A man in South Seattle received the fright of his life this weekend when he fell victim to a carjacking. He was sitting inside his Mercedes at around 10:30 on Sunday morning when a man came up to his vehicle, showed him the revolver he was carrying, then demanded that the driver give him his car. He drove off and was not able to be located by officers.
A carjacking often includes weapons and can be an extremely traumatizing experience for drivers. There is often little you can do during a carjacking. The first priority is to keep yourself safe. Oftentimes, the carjacker is interested in just your vehicle, and not in hurting or causing harm to you. When it comes down to it, as hard as it may be for yo to do, you should give up your vehicle in most situations. Additionally, the Department of State recognizes two types of carjacking situations: nonconfrontational/nonresistive and confrontational/resistive.

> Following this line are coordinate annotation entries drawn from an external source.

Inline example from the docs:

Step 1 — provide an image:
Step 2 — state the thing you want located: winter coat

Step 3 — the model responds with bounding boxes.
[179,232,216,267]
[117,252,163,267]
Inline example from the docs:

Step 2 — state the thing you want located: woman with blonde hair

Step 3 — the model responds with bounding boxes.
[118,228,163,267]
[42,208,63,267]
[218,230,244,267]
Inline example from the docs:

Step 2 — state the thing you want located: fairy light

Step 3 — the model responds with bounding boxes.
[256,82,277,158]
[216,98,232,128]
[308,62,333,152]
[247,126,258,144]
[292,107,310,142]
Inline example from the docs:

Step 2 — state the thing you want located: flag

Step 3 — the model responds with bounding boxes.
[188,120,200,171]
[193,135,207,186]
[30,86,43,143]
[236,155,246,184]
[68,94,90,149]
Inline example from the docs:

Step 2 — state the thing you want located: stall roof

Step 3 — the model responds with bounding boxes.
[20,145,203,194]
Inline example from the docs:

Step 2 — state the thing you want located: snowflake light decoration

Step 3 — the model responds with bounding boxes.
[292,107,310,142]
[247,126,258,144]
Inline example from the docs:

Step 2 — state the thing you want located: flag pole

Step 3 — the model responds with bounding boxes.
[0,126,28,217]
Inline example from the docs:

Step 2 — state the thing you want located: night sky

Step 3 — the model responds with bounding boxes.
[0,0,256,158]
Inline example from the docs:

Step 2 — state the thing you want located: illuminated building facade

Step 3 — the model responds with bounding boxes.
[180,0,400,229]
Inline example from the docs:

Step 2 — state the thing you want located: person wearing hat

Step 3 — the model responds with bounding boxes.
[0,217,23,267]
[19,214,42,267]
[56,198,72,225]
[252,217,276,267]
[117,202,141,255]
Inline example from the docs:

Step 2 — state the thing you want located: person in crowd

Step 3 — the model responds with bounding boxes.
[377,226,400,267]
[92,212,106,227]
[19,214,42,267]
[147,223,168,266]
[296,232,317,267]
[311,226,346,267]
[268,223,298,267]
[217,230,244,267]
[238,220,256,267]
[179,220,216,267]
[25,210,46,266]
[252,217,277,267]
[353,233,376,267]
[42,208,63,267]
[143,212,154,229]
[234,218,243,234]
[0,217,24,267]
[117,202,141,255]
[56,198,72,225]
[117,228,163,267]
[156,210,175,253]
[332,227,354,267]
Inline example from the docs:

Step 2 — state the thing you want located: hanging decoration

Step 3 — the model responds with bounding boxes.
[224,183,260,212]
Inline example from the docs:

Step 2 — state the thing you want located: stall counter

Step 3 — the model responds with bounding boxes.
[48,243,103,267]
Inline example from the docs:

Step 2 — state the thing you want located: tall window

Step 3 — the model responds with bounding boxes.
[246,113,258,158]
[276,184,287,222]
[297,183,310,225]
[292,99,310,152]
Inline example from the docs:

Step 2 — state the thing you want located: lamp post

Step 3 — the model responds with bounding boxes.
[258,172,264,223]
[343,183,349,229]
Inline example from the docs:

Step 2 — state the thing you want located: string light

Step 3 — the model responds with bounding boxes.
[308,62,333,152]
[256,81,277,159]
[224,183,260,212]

In a nonconfrontational situation, they advise that you:
• Give up the vehicle immediately
• Listen closely to any directions the carjacker gives you
• Avoid sudden movements that the attacker may perceive as a counter attack
• Be sure to keep your hands visible
• If you plan on moving, warn your attacker
• If children are present, tell the carjacker
In a confrontational situation:
• You are focused on escaping or attacking your carjacker
• Consider: the mental state of the carjacker, possible escape routes, the number of attackers, and weapons that the attacker(s) may be carrying
Overall, it is most important to remember that you should place your safety and the safety of any other victims ahead of your vehicle. A car can be replaced but your life cannot be!